Transforms Name Required Keys Modified/Added Keys Description
LoadImageFromFile img_path img
img_shape
ori_shape
Load image from the specified path,supporting different file storage backends (e.g. disk, http, petrel) and decoding backends (e.g. cv2, turbojpeg, pillow, tifffile).
LoadOCRAnnotations bbox
bbox_label
polygon
ignore
text
gt_bboxes
gt_bboxes_labels
gt_polygons
gt_ignored
gt_texts
Parse the annotation required by OCR task.
LoadKIEAnnotations bboxes bbox_labels edge_labels
texts
gt_bboxes
gt_bboxes_labels
gt_edge_labels
gt_texts
ori_shape
Parse the annotation required by KIE task.

Data Augmentation

Data augmentation is an indispensable process in text detection and recognition tasks. Currently, MMOCR has implemented dozens of data augmentation modules commonly used in OCR fields, which are classified into ocr_transforms.py, textdet_transforms.py, and textrecog_transforms.py.

Specifically, ocr_transforms.py implements generic OCR data augmentation modules such as RandomCrop and RandomRotate:

Transforms Name Required Keys Modified/Added Keys Description
RandomCrop img
gt_bboxes
gt_bboxes_labels
gt_polygons
gt_ignored
gt_texts (optional)
img
img_shape
gt_bboxes
gt_bboxes_labels
gt_polygons
gt_ignored
gt_texts (optional)
Randomly crop the image and make sure the cropped image contains at least one text instance.
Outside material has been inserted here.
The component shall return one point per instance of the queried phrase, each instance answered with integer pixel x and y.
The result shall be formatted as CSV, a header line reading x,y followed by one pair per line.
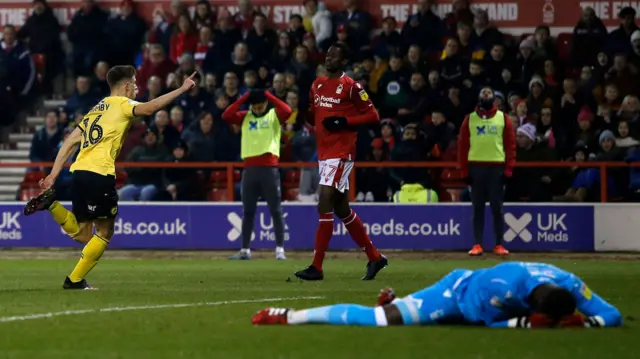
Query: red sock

The optional parameter is min_side_ratio, which controls the ratio of the short side of the cropped image to the original image, the default value is 0.4.
RandomRotate img
img_shape
gt_bboxes (optional)
gt_polygons (optional)
img
img_shape
gt_bboxes (optional)
gt_polygons (optional)
rotated_angle
Randomly rotate the image and optionally fill the blank areas of the rotated image.

textdet_transforms.py implements text detection related data augmentation modules:

Transforms Name Required Keys Modified/Added Keys Description
RandomFlip img
gt_bboxes
gt_polygons
img
gt_bboxes
gt_polygons
flip
flip_direction
Random flip, support horizontal, vertical and diagonal modes. Defaults to horizontal.
FixInvalidPolygon gt_polygons
gt_ignored
gt_polygons
gt_ignored
Automatically fixing the invalid polygons included in the annotations.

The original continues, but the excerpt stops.